L’espace de l’imaginaire

La notion d'espace en cache plusieurs autres. La distance, la surface, la taille, le haut, le bas et le lieu font partie de ces paramètres spatiaux qui gouvernent notre cognition, définissent les objets qui nous entourent. Dans Espace, temps, prépositions, Tijana Ašić observe que le langage privilégie généralement les prépositions spatiales aux prépositions purement temporelles… même lorsqu'il s'agit d'évoquer le temps lui-même1. Cela tient, toujours d'après Ašić, à ce que l'espace offre davantage de dimensions perceptibles (trois) que le temps, pouvant ainsi accueillir une plus grande variété de relations2. Notons que, malgré son caractère physiquement3 unidimensionnel, le temps a connu plusieurs modélisations – l'étude des régimes d'historicité de François Hartog peut en témoigner4. Or, ces modélisations suggèrent, du moins dans leur expression contemporaine, un imaginaire géométrique : temps cyclique (cercle), temps linéaire (ligne), présentisme (point).
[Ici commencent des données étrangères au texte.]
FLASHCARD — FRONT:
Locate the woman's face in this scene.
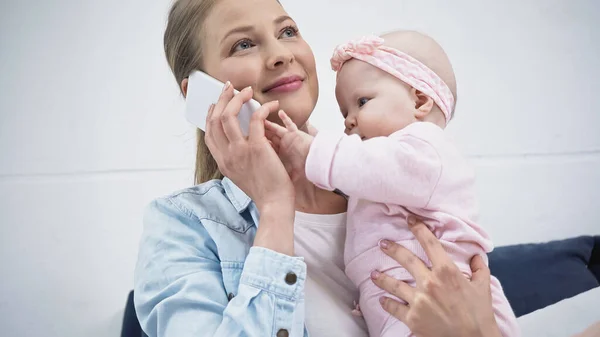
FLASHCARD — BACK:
[202,0,319,126]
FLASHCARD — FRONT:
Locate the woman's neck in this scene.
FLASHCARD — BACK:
[294,178,348,214]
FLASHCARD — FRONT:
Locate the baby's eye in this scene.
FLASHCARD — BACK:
[358,97,369,108]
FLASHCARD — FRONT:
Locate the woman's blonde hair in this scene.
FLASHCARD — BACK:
[163,0,223,184]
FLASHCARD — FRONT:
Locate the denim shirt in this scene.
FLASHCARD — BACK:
[134,178,308,337]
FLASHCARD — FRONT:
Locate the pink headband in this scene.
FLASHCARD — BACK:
[331,36,454,124]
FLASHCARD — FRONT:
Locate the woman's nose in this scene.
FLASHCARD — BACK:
[267,41,294,69]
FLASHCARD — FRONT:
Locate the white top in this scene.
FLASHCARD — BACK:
[294,212,368,337]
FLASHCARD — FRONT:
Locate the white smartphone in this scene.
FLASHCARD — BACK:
[185,71,260,136]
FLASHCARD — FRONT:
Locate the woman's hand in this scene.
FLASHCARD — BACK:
[205,82,295,255]
[372,218,500,337]
[265,110,316,181]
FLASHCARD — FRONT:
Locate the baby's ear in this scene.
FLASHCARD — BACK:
[411,88,435,119]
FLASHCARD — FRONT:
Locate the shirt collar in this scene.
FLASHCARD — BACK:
[221,177,252,213]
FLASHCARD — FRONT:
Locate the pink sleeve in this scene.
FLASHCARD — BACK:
[306,126,442,208]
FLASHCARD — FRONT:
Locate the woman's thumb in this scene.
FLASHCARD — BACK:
[471,254,490,287]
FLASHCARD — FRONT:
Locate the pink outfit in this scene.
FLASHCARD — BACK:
[306,122,520,337]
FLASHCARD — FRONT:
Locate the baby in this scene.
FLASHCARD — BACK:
[266,31,520,337]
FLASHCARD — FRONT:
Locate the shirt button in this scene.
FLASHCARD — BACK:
[284,272,298,284]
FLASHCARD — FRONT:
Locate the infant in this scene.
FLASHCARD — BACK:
[266,31,520,337]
Ainsi, les dimensions spatiales semblent servir d’ancrage sémantique à certains concepts temporels, et rarement l’inverse. Pour étudier les rapports entre mémoire et architecture, cette projection du temps dans l’espace annonce de belles découvertes. Or, comment appréhender ce phénomène du point de vue de l’imaginaire, en l’affranchissant des études cognitives, dont les ambitions dépassent largement ce travail?